Plasma zinc inversely associated with haemorrhagic stroke in hypertension
Hypertensive adults with lower plasma zinc concentration are at increased risk of haemorrhagic stroke, especially those with higher body mass index (BMI) or lower plasma copper levels, a study has found.
The nested case–control study used data from the China Stroke Primary Prevention Trial and included 599 first stroke cases and 599 matched controls. Plasma copper and zinc levels were measured using inductively coupled plasma mass spectrometry.

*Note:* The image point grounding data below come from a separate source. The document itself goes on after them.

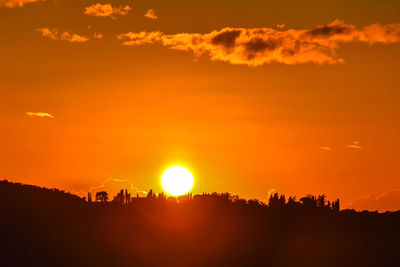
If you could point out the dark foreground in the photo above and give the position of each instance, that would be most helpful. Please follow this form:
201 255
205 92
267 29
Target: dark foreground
41 227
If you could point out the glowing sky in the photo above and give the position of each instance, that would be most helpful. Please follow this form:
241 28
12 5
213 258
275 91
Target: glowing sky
252 96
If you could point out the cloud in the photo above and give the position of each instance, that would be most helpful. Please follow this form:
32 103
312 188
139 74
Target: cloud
39 114
16 3
114 186
54 34
389 201
259 46
106 10
355 145
150 14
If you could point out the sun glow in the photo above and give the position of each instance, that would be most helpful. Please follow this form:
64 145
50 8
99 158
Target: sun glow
177 180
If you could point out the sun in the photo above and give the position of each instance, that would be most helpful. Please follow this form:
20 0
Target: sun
177 180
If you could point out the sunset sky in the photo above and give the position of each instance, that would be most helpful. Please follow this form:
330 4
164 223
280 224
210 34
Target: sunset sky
252 96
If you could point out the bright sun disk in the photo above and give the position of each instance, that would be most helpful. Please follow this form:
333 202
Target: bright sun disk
177 180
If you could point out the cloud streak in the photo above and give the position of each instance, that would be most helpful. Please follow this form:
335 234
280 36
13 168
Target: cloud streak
39 114
16 3
150 14
355 145
68 36
259 46
106 10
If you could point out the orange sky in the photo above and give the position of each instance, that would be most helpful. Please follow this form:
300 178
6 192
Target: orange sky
310 106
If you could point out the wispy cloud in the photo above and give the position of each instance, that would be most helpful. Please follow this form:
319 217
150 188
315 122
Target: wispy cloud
68 36
150 14
16 3
355 145
106 10
39 114
259 46
280 26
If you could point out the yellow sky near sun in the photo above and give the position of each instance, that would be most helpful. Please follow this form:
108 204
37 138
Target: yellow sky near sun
129 112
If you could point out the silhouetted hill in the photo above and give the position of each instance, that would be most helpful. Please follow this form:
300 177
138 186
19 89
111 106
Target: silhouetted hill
44 227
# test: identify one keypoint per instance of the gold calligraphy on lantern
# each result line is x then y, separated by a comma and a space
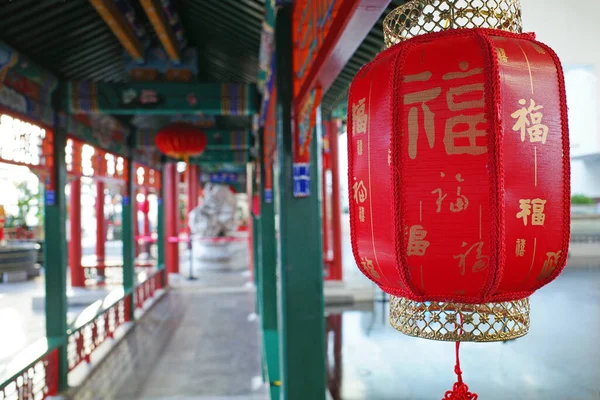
520, 248
360, 192
461, 203
478, 264
533, 208
529, 121
369, 267
550, 265
420, 99
461, 131
359, 117
501, 54
465, 128
538, 48
417, 245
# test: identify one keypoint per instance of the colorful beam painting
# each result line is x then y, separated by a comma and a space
163, 98
119, 25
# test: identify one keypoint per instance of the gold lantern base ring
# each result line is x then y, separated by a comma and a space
459, 322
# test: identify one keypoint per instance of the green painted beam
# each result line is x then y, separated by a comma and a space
55, 249
301, 319
163, 98
209, 166
219, 156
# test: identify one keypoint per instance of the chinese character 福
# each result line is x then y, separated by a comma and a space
417, 245
369, 267
360, 192
529, 119
420, 98
550, 264
520, 248
537, 217
481, 261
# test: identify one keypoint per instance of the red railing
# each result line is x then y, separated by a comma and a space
145, 290
37, 380
95, 325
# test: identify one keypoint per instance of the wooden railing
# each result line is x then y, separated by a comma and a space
33, 380
38, 379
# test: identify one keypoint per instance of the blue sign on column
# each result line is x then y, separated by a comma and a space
50, 197
301, 179
268, 195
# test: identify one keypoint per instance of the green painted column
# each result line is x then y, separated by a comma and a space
160, 241
300, 262
267, 280
128, 235
55, 246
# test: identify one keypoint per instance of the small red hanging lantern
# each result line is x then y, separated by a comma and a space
181, 140
459, 171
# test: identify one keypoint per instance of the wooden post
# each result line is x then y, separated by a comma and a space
77, 272
300, 266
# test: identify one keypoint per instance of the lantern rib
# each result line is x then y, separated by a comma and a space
564, 116
496, 165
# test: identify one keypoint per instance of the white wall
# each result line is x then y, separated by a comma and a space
572, 29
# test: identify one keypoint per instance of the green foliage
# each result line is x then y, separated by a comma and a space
581, 199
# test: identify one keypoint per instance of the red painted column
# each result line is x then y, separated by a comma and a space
146, 211
336, 209
77, 272
171, 207
191, 177
325, 201
136, 221
100, 223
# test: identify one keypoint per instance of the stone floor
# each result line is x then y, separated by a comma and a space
558, 360
202, 342
199, 342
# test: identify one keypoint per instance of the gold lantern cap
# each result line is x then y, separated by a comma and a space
419, 17
460, 322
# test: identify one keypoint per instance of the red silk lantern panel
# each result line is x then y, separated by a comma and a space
181, 140
459, 167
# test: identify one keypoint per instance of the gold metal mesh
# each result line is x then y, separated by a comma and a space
418, 17
488, 322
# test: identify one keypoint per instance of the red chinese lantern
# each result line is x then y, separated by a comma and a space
181, 140
459, 171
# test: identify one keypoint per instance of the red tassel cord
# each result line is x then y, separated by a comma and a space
460, 391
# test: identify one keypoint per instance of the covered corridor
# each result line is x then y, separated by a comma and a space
179, 201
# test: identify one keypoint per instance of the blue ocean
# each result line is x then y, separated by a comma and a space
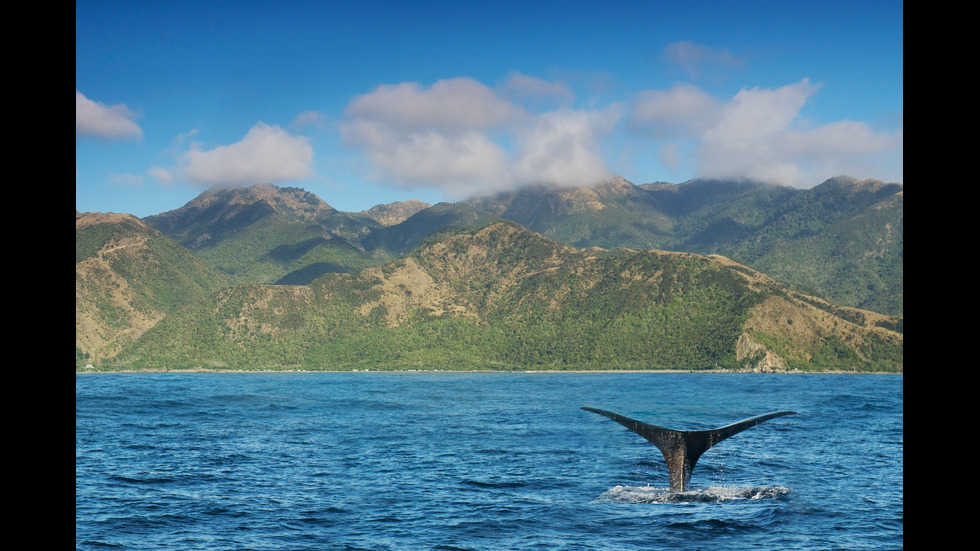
482, 461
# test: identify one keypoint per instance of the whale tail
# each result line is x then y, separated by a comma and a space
683, 448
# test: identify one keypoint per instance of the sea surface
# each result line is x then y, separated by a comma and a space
456, 461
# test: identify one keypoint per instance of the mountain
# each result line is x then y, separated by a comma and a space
128, 277
504, 297
842, 239
267, 234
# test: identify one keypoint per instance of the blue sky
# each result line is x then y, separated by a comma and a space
369, 102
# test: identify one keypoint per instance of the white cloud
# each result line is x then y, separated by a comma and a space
95, 119
694, 59
759, 134
448, 105
267, 154
521, 86
462, 137
126, 180
160, 174
309, 119
684, 110
562, 148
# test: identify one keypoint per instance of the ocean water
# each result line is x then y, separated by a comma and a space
458, 461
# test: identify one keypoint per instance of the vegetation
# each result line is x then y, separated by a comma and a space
271, 278
497, 297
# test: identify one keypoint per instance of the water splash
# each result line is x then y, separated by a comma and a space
717, 494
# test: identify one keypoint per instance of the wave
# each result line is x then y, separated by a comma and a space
718, 494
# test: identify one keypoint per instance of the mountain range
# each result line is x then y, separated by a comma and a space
700, 275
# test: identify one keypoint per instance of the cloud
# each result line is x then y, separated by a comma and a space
456, 104
526, 87
267, 154
126, 180
160, 174
466, 139
683, 110
309, 119
95, 119
694, 59
759, 134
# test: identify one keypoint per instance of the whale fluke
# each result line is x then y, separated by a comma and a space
682, 448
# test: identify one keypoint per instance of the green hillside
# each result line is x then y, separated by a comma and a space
128, 277
504, 297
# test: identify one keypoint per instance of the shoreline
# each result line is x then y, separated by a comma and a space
528, 371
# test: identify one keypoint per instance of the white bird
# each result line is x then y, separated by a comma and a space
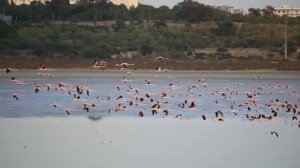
161, 59
124, 65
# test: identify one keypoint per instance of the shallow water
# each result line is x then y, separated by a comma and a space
187, 86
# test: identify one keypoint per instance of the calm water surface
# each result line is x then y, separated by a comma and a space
283, 86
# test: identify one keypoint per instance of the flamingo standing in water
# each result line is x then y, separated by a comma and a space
100, 64
124, 65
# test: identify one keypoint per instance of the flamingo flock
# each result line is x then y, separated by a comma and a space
175, 98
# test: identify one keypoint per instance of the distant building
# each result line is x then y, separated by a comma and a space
230, 9
127, 3
286, 10
6, 18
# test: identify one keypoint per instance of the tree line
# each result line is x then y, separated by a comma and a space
101, 10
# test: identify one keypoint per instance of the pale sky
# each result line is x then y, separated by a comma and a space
244, 4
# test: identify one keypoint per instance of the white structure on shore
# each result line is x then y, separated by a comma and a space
286, 10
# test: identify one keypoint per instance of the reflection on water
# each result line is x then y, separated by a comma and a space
211, 91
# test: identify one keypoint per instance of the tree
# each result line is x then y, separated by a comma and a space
225, 28
254, 12
192, 11
60, 8
6, 30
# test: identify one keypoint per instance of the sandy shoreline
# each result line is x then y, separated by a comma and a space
146, 142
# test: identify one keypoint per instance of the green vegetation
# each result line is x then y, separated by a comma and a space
101, 29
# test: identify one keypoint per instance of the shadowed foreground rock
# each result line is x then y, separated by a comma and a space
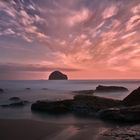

In the entire population, median plasma zinc concentration at baseline was 104.0 μg/dL. Participants whose zinc concentration was equal to or above vs below the median had higher BMI, triglycerides, estimated glomerular filtration rate, copper, selenium and magnesium levels, higher frequency of antihypertensive medication at baseline, and higher time-averaged blood pressure levels during the treatment period.
Multivariable logistic regression analysis revealed that baseline plasma zinc concentration of ≥104.0 μg/dL was associated with significantly reduced likelihood of first haemorrhagic stroke as compared with <106.9 μg/dL (adjusted odds ratio [aOR], 0.45, 95 percent CI, 0.21–0.94).
The inverse association between plasma zinc and first haemorrhagic stroke was notably stronger among participants with BMI ≥25.0 kg/m2 or plasma copper <100.1 μg/dL at baseline (p-interaction<0.05 for both variables).
There was no significant relationship between plasma zinc and first ischaemic stroke (<103.3 vs ≥103.3 μg/dL; aOR, 1.16, 0.83–1.61).
With further confirmation, the findings may inform clinical and nutritional research on haemorrhagic stroke by considering zinc as a potentially modifiable risk factor, especially for individuals who are obese or with high plasma copper levels, according to researchers.